Basis-Oriented Low-rank Transfer for Few-Shot and Test-Time Adaptation¶

Conference: CVPR 2026
Paper: CVF Open Access
Code: To be confirmed
Area: Transfer Learning / Parameter-Efficient Fine-Tuning
Keywords: Low-rank transfer, task vectors, spectral bases, few-shot, test-time adaptation

TL;DR¶

BOLT performs layer-wise SVD and orthogonalization on the "task vectors" of a set of fine-tuned source models to obtain a shared set of orthogonal spectral bases. For entirely new tasks, these bases are frozen, and only a tiny number of diagonal coefficients per layer (approx. 8k parameters) are trained. This provides a strong initialization and parameter-efficient fine-tuning path for few-shot, OOD, and unlabeled test-time adaptation, without requiring any meta-training.

Background & Motivation¶

Background: Adapting large pre-trained models (such as CLIP) to downstream tasks typically follows two main paradigms. One is gradient-based meta-learning (e.g., MAML), which explicitly learns an initialization that is "easy to adapt quickly." The other is direct reuse of existing fine-tuned models, representing each fine-tuned checkpoint as a "task vector" \(\Delta_i = \Theta_i - \Theta_0\), and performing weighted merging (task arithmetic / model merging).
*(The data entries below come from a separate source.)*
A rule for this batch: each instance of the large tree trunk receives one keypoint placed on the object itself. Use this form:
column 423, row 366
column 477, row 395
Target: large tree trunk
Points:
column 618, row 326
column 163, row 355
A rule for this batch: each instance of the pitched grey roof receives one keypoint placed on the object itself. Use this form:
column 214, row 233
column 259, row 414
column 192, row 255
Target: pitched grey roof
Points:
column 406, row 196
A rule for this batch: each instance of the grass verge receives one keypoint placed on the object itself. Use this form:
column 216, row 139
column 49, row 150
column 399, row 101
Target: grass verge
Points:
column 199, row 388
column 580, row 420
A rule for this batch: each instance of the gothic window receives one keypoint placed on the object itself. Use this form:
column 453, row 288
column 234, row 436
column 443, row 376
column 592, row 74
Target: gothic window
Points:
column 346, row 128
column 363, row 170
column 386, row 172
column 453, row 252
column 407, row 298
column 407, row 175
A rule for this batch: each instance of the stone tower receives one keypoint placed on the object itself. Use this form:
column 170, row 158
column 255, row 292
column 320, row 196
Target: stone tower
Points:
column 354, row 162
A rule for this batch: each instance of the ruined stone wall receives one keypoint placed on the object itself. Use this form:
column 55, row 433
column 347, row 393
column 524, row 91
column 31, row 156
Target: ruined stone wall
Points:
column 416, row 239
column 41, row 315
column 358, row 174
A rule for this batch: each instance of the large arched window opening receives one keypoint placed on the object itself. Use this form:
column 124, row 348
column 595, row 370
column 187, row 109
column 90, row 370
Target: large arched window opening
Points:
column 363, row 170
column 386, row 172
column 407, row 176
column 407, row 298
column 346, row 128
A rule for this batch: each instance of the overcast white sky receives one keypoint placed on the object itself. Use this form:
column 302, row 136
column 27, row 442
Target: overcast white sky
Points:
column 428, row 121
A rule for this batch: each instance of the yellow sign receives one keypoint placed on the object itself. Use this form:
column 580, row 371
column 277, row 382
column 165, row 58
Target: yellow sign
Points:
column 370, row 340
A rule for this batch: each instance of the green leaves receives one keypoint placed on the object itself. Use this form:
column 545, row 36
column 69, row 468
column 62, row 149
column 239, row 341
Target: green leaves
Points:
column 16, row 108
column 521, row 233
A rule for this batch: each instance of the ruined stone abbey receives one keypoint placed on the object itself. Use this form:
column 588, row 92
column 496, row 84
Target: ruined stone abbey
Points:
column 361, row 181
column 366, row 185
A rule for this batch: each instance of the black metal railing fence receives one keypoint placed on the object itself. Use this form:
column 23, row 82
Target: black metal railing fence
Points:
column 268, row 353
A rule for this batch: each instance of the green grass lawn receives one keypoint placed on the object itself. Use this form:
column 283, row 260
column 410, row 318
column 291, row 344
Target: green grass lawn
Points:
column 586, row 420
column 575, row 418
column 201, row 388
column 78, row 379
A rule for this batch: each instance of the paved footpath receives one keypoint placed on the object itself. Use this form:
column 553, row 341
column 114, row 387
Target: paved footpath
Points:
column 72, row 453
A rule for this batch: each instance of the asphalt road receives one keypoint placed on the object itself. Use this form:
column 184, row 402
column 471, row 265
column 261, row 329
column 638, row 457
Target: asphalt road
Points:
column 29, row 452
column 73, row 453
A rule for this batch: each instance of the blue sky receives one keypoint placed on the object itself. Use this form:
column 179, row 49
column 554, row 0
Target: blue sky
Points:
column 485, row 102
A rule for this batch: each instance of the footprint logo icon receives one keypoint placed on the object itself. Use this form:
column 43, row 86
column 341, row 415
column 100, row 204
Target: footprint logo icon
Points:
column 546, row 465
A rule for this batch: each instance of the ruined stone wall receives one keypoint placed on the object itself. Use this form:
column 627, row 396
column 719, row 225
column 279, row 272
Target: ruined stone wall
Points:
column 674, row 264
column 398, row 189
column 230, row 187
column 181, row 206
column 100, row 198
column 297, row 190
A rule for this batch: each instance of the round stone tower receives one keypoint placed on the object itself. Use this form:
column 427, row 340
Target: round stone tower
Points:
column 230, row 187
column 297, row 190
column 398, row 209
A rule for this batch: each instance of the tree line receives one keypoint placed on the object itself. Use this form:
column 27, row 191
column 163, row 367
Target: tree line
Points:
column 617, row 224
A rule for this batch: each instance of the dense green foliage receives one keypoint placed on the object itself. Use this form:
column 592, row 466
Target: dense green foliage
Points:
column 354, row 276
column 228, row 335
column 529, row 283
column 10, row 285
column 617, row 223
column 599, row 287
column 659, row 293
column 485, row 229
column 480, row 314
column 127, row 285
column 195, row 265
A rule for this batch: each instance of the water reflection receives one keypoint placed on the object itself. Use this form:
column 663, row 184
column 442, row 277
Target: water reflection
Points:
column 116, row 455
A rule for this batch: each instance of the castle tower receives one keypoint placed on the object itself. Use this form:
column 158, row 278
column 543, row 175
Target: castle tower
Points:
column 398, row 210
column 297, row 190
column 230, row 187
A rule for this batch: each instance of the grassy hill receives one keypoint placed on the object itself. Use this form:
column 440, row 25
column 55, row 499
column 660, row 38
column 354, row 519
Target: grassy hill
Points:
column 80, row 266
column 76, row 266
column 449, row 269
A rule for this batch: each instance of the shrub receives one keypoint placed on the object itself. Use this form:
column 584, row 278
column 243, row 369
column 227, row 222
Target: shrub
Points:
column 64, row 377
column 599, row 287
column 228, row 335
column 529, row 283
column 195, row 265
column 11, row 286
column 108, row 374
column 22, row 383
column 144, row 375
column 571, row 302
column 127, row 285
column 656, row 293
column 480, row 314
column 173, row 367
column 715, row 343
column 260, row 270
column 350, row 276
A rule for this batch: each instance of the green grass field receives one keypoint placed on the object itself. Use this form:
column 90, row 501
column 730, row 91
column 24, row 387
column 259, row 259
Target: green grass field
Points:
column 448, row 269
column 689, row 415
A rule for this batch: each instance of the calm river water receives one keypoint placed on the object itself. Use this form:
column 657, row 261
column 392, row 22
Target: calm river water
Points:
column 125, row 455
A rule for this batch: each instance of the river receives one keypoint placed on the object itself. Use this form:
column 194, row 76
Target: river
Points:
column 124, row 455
Limitations of Prior Work: Meta-learning requires an additional round of bi-level optimization over a large number of tasks, which is both computationally expensive and unstable. Moreover, re-meta-training whenever new tasks emerge is impractical. On the other hand, model merging is cheap, but \(\Theta_{agg} = \Theta_0 + \sum_i \alpha_i \Delta_i\) fundamentally only interpolates between "known task solutions." When the primary update directions of different tasks do not align, naive addition entangles conflicting directions together (interference), leading to unpredictable behavior. More critically, for completely unseen target tasks, there is no principled way to select the coefficients \(\alpha_i\), nor is there a true "adaptation step for the new task."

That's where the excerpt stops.